Fitava abobalhada as estrelas azuis no céu escuro e os enfeites pendurados nos varais. Usava um lindo vestido amarelo escuro de saia rodada, um par de sapatilhas combinando e prendeu os cabelos lisos e negros para trás. Podia ficar ali, naquele mesmo lugar, até amanhecer. Felizmente para seu jovem responsável, os três na frente deles não demoraram nem dez minutos para pedir, ter o que queriam e ir embora. O vendedor de bigode grisalho atrás do balcão de madeira sorriu para os dois.
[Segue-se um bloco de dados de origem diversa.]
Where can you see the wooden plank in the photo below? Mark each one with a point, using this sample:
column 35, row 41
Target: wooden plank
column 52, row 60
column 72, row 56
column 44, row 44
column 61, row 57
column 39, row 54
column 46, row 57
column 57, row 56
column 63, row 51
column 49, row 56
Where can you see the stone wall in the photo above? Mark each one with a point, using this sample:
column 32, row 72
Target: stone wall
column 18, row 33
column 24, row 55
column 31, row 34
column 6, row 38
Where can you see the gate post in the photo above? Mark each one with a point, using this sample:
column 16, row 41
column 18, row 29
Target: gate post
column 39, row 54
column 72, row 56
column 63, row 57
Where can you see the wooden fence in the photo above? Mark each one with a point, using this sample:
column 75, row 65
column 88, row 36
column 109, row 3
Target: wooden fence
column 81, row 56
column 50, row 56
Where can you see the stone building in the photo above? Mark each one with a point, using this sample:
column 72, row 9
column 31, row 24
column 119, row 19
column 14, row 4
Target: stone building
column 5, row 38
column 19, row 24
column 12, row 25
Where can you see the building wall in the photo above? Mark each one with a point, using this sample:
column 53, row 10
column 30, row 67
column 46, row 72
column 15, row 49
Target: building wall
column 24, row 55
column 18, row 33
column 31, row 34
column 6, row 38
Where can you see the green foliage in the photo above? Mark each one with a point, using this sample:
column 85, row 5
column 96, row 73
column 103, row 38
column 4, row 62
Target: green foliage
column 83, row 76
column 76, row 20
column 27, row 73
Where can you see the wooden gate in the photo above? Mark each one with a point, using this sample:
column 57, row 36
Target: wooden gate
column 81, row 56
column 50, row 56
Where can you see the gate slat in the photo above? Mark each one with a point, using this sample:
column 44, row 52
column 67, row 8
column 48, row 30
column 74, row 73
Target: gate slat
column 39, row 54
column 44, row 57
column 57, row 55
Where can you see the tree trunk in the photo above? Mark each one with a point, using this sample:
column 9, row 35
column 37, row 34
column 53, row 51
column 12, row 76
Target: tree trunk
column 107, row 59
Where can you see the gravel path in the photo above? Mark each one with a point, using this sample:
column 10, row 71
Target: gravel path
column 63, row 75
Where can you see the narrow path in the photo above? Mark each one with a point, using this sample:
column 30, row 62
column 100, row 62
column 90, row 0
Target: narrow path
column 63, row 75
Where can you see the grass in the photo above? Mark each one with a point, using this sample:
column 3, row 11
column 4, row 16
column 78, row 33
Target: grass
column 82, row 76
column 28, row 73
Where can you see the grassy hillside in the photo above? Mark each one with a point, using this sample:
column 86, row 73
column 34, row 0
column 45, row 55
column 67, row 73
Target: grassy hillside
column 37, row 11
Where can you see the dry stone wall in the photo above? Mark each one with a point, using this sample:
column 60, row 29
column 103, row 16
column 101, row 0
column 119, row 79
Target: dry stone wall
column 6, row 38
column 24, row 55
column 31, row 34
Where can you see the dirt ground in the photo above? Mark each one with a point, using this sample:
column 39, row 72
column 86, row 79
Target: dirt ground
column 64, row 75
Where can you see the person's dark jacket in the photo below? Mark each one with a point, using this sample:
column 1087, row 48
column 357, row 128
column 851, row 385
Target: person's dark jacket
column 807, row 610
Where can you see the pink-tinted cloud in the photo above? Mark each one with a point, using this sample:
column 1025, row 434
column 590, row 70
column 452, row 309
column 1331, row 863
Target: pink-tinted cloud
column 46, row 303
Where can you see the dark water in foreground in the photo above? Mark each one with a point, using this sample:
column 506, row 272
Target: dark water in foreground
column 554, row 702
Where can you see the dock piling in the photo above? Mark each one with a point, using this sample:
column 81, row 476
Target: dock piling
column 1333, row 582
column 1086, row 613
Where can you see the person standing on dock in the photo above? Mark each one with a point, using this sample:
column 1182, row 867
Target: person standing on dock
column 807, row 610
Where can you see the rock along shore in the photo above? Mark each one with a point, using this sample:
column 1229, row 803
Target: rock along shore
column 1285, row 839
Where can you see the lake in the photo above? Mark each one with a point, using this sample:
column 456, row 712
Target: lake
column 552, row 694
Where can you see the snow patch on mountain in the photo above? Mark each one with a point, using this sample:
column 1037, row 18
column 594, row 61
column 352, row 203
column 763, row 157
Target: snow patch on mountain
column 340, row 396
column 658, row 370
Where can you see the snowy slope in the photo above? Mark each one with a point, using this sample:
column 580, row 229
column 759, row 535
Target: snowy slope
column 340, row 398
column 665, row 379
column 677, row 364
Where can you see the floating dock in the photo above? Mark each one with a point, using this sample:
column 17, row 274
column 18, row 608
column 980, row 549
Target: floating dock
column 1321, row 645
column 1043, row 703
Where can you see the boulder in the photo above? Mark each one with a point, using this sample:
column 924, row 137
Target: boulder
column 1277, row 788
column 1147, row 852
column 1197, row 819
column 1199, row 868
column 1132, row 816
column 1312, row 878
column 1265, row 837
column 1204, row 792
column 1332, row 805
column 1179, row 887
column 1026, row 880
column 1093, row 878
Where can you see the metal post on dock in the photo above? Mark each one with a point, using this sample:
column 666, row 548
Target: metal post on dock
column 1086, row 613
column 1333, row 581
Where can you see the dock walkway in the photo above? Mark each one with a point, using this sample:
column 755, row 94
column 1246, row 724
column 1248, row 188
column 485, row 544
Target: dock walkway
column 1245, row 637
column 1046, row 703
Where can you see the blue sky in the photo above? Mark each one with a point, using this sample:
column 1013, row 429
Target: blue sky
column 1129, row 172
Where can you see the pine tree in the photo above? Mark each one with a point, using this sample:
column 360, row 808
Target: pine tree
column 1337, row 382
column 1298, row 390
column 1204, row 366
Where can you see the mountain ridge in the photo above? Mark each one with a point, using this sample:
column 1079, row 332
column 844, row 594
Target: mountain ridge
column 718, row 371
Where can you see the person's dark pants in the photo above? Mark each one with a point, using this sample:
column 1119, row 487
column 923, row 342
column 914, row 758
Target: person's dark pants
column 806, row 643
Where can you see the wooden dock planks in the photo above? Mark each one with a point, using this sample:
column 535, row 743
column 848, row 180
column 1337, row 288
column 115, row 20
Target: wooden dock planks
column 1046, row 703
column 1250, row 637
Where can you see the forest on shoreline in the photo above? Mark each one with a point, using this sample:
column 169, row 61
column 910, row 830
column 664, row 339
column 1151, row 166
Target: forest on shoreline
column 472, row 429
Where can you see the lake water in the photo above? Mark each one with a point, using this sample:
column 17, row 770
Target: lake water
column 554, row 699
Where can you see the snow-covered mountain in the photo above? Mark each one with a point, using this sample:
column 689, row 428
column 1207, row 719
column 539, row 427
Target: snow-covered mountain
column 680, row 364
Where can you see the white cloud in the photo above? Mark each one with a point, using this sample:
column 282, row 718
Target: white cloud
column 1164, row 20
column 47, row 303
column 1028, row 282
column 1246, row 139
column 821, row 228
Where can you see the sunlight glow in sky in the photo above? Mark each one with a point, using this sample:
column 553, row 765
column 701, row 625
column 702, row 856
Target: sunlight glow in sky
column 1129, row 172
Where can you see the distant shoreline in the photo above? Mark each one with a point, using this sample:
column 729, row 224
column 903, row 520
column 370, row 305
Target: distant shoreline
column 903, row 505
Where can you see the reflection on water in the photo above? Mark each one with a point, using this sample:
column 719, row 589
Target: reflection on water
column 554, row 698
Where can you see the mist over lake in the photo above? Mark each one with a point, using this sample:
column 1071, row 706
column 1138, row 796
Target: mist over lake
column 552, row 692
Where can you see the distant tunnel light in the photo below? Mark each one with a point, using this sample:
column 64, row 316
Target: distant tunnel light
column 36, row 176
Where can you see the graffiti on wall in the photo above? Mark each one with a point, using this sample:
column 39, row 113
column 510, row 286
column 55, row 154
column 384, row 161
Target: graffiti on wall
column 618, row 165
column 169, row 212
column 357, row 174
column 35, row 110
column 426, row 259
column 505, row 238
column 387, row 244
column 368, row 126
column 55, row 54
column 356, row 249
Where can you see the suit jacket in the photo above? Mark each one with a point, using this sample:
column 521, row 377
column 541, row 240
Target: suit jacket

Porém, na vez deles, um estranho indivíduo encapuzado se meteu no meio, desvendou o rosto e sacou uma espada. Matou o dono da barraca na frente dos dois. Sangue espirrou na na face de Shiori e na grama natural que forrava o solo recém lavado da praça. O assassino empunhou a lâmina e se voltou para matá-los logo em seguida, Arashi, no desespero, envolveu a irmã menor em um abraço, como que num casulo, e fechou os olhos. Esperou a morte. Segundos se passaram mas nada aconteceu. Seu espanto foi imenso quando viu que estacas afiadas de gelo saíram de suas costas e mataram o espadachim. "Você despertará seus poderes quando for levado ao limite do desespero", recordou-se o que seu pai lhe disse sobre sua essência. Quando olhou em volta e se deu conta do caos que se alastrou pelo vilarejo, da quantidade de pedestres sendo fatiados por retalhadores, soube que precisavam voltar para casa imediatamente.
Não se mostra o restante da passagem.